Late in 1979, I got another new large stone to work with. It was irregularly shaped, only the bottom was completely flat, a smooth surface. I had what felt like a drastic revelation: I was suddenly able to see a complete figure in the stone! I was able to do some planning and sketching as the carving progressed, directly on the stone as well as on paper.
I worked on Icarus at the school quarry through both 1980 and 1981. It was moved to Pierrot’s personal property that winter, where it was finished in the spring of 1982. Unfortunately photos from 1982 are missing, but the earlier i.p. (in progress) photos are fun to see the evolution of the piece. These also helped me to see and plan the carving.
With Icarus, I was starting to work on my ideas of re-interpreting ancient myths, or extending them and making them contemporary, by telling what I imagined could have been the personal experience of the myth’s subject, from their point of view. I had been thinking about how to infuse figurative work with inner inspiration and new elements of narrative. The human aspects of the myths, emotions left unexplored in classic telling – how Icarus felt when he hit the sea after falling from the sky…
Myths, in every culture, in every time, are about the interaction of human and divine. Often, they are intended to instruct, they are cautionary and didactic tales. I thought about imagining and telling the inside-out of the tale, as a kind of continuation of it perhaps, from a contemporary and personal point of view. What did Icarus feel and do as his wings melted and he fell to the sea? Could he have felt betrayed by his father’s promise of escape from Crete? Betrayed by the exhilaration of flying? Or perhaps he realized he had betrayed himself by disobeying his father’s instructions not to fly too close to the sun; he had forgotten the frail limitations of his father’s handiwork, as well as their shared frailty as mortal humans? And the very human “why me?” – why should he have to be the sacrifice for his father’s freedom and the victim of his defiance of authority here embodied by the sun?

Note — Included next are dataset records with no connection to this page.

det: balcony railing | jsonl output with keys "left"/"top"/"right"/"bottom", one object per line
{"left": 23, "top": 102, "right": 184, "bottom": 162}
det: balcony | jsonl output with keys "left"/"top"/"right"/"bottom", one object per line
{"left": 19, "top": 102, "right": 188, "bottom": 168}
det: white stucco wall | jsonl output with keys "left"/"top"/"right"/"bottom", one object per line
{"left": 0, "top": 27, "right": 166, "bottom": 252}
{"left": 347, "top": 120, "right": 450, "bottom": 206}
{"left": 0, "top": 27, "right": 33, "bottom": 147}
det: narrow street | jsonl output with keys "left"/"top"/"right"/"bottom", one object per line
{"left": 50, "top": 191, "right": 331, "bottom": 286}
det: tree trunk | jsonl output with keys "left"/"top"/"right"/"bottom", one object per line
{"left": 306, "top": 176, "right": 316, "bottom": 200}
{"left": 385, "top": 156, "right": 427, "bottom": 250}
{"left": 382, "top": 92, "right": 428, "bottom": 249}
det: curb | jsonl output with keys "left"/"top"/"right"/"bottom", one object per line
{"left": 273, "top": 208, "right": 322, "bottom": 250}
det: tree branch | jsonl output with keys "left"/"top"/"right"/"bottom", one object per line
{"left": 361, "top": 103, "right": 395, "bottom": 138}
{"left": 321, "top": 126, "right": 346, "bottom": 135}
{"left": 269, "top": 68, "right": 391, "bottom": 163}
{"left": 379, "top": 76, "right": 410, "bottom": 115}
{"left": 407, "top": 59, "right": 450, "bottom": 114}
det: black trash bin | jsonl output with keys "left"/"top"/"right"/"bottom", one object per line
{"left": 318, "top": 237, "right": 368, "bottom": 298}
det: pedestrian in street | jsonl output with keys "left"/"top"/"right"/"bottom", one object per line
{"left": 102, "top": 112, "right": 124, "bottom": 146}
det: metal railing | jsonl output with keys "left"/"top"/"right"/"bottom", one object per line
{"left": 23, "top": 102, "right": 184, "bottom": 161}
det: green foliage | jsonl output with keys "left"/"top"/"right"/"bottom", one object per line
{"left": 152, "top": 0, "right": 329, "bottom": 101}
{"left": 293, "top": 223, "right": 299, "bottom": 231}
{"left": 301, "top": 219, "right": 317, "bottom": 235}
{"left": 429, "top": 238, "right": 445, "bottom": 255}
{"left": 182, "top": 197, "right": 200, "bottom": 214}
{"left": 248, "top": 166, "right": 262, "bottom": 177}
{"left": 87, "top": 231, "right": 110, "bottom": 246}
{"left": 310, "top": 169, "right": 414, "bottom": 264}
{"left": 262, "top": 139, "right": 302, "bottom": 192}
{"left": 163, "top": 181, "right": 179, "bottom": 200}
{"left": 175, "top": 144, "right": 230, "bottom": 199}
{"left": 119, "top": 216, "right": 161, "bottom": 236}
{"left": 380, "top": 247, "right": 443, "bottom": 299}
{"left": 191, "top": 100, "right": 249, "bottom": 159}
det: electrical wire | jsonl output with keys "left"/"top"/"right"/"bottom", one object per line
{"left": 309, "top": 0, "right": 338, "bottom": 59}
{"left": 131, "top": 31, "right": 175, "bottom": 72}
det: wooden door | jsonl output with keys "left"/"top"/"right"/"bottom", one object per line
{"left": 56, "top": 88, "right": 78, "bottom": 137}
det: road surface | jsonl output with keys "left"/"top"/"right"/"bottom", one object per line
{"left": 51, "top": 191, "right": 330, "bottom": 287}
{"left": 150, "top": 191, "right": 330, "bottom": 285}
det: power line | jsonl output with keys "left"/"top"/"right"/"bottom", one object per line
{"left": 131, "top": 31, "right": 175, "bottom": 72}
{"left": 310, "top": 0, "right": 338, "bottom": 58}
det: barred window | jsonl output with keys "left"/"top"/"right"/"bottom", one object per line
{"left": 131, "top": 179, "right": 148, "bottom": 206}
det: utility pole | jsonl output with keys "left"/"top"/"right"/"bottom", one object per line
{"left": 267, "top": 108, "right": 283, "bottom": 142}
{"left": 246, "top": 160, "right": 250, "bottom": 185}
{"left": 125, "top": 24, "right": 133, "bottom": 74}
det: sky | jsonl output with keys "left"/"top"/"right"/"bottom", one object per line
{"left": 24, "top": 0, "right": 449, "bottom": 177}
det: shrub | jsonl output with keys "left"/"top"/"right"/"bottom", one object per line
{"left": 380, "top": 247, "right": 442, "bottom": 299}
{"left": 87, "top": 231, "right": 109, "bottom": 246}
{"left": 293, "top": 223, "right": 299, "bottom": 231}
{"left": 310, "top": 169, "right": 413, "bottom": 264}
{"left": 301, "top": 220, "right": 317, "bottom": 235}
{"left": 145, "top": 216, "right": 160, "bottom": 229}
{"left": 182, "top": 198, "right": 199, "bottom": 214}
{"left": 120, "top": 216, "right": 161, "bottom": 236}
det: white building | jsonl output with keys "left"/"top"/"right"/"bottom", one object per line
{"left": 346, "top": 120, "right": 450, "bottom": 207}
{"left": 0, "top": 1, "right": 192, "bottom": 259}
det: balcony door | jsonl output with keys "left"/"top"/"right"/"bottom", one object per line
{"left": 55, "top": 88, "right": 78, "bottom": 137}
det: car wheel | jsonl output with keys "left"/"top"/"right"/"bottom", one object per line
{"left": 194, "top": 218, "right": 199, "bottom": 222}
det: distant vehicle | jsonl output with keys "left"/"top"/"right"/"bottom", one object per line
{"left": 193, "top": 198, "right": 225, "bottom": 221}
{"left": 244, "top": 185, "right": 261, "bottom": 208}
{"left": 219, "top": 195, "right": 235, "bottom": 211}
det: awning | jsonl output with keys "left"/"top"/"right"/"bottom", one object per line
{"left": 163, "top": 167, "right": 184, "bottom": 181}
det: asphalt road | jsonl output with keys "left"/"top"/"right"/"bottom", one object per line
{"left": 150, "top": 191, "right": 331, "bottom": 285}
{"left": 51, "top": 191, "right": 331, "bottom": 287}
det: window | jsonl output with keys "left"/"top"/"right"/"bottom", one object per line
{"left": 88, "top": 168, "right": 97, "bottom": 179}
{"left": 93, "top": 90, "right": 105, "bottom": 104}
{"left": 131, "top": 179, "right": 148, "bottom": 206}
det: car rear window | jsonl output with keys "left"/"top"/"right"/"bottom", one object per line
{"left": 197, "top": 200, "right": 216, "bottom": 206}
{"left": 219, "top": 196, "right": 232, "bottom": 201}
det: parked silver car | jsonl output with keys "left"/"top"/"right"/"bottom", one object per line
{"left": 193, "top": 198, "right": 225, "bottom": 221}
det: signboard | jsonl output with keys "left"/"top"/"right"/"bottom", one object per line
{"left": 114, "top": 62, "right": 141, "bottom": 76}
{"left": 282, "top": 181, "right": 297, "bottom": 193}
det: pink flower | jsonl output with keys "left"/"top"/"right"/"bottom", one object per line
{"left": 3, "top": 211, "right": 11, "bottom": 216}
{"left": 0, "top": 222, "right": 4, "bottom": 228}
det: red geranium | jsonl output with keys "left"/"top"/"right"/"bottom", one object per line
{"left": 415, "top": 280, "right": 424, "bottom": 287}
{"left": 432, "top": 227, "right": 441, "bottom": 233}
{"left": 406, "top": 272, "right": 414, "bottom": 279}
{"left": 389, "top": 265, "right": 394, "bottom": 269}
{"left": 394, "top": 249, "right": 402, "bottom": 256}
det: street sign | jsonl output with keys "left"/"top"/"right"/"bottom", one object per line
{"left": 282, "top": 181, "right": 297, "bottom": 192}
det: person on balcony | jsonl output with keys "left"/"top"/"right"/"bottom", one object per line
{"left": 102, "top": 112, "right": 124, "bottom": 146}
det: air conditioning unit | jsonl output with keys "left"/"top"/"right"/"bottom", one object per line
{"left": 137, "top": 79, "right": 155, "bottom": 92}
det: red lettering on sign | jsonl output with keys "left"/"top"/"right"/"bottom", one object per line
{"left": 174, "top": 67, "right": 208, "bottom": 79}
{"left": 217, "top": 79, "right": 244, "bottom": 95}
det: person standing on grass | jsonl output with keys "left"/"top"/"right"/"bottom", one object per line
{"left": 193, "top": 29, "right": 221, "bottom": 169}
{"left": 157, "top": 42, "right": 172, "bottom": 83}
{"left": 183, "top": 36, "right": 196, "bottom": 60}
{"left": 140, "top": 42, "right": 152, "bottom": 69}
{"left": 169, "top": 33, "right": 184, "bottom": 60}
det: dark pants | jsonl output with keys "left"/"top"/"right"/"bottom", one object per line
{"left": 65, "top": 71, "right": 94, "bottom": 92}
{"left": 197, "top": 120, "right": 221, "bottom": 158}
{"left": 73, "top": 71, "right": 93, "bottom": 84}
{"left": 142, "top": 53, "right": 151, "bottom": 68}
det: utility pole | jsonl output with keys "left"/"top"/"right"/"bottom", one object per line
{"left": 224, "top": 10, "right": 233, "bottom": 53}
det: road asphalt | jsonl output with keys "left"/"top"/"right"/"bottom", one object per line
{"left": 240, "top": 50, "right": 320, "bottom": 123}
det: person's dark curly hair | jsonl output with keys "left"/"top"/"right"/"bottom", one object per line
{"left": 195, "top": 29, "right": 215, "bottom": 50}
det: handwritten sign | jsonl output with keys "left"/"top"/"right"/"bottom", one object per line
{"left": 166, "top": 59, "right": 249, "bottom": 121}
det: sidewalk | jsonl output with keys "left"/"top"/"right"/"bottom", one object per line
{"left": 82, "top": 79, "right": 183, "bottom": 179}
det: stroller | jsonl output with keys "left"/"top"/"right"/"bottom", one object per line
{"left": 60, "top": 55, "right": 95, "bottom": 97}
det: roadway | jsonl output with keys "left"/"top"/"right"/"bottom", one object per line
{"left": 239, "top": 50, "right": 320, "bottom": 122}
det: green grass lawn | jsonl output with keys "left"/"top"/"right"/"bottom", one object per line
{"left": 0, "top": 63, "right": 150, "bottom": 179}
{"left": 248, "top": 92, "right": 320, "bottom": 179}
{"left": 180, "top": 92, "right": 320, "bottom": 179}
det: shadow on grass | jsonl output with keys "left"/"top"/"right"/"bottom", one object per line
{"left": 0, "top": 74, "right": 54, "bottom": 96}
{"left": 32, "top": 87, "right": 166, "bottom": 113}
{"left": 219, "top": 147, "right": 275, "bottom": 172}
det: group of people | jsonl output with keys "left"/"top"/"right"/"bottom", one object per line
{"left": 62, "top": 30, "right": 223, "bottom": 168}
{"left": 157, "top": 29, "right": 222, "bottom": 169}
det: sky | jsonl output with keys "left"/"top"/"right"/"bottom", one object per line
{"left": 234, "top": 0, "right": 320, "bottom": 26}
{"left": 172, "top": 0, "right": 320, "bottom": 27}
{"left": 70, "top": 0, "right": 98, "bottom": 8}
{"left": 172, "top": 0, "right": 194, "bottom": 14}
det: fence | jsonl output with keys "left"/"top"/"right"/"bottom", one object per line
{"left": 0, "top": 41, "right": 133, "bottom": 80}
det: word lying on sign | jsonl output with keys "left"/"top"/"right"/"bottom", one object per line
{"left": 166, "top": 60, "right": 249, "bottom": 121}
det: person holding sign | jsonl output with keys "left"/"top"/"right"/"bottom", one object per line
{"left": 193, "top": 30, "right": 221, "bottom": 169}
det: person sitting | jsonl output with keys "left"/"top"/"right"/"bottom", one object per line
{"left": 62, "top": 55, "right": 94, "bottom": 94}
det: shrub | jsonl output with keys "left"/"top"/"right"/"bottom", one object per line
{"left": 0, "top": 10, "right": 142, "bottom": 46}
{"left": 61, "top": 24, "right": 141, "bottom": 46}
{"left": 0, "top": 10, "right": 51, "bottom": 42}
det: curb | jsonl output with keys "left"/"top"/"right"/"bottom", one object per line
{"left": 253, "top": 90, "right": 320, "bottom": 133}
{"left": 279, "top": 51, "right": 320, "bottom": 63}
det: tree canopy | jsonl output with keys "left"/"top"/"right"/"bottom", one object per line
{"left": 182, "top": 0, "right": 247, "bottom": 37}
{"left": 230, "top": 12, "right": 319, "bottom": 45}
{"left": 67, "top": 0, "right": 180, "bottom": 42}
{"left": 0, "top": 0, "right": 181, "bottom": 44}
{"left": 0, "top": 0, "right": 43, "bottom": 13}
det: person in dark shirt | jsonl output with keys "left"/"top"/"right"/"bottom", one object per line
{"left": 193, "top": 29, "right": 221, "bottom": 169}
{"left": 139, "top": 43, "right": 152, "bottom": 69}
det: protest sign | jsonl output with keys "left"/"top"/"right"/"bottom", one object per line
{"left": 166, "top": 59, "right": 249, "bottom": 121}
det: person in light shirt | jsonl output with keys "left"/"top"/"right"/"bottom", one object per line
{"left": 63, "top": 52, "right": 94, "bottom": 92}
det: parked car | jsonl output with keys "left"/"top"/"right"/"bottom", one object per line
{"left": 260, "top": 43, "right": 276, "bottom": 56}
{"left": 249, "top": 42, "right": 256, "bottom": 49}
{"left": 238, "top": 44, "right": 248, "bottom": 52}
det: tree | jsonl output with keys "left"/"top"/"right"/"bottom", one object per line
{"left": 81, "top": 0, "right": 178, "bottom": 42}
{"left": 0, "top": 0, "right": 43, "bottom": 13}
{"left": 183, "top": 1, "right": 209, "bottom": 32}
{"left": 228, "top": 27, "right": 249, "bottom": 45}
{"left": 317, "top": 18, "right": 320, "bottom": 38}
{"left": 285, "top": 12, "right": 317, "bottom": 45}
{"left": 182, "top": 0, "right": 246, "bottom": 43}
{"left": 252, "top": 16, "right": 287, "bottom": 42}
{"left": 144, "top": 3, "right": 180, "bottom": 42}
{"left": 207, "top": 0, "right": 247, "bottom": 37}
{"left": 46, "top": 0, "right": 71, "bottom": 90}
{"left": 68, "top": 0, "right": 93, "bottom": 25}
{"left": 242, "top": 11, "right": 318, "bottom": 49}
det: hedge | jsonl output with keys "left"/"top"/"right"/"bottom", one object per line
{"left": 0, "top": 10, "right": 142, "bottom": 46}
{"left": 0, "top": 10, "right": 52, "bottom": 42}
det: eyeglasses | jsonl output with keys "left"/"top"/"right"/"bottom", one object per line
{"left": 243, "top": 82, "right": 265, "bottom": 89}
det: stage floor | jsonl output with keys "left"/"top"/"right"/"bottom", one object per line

I portrayed Icarus during the last moments before hitting the water: he is looking up in shock and fear, his left hand is in the midst of trying to strip off the remaining left wing, and his right hand is in the reflexive gesture of braking the fall.
Humans are always doing a kind of reactive questioning of experience. The myths may point toward this but don’t illuminate the process or results. Perhaps it is an emotion, or something like an emotion that is generated between the more analytic and narrative events, in order to integrate the experience, coming from somewhere in or near the conscience… a realization of what the story is truly about? On the other hand, maybe this all has something to do with why there are so many permutations of the myths, each pointing to or suggesting some slightly different final resolution or understanding.
These musings led me on to explore which other myths I would like to re-cast… and did, some years later.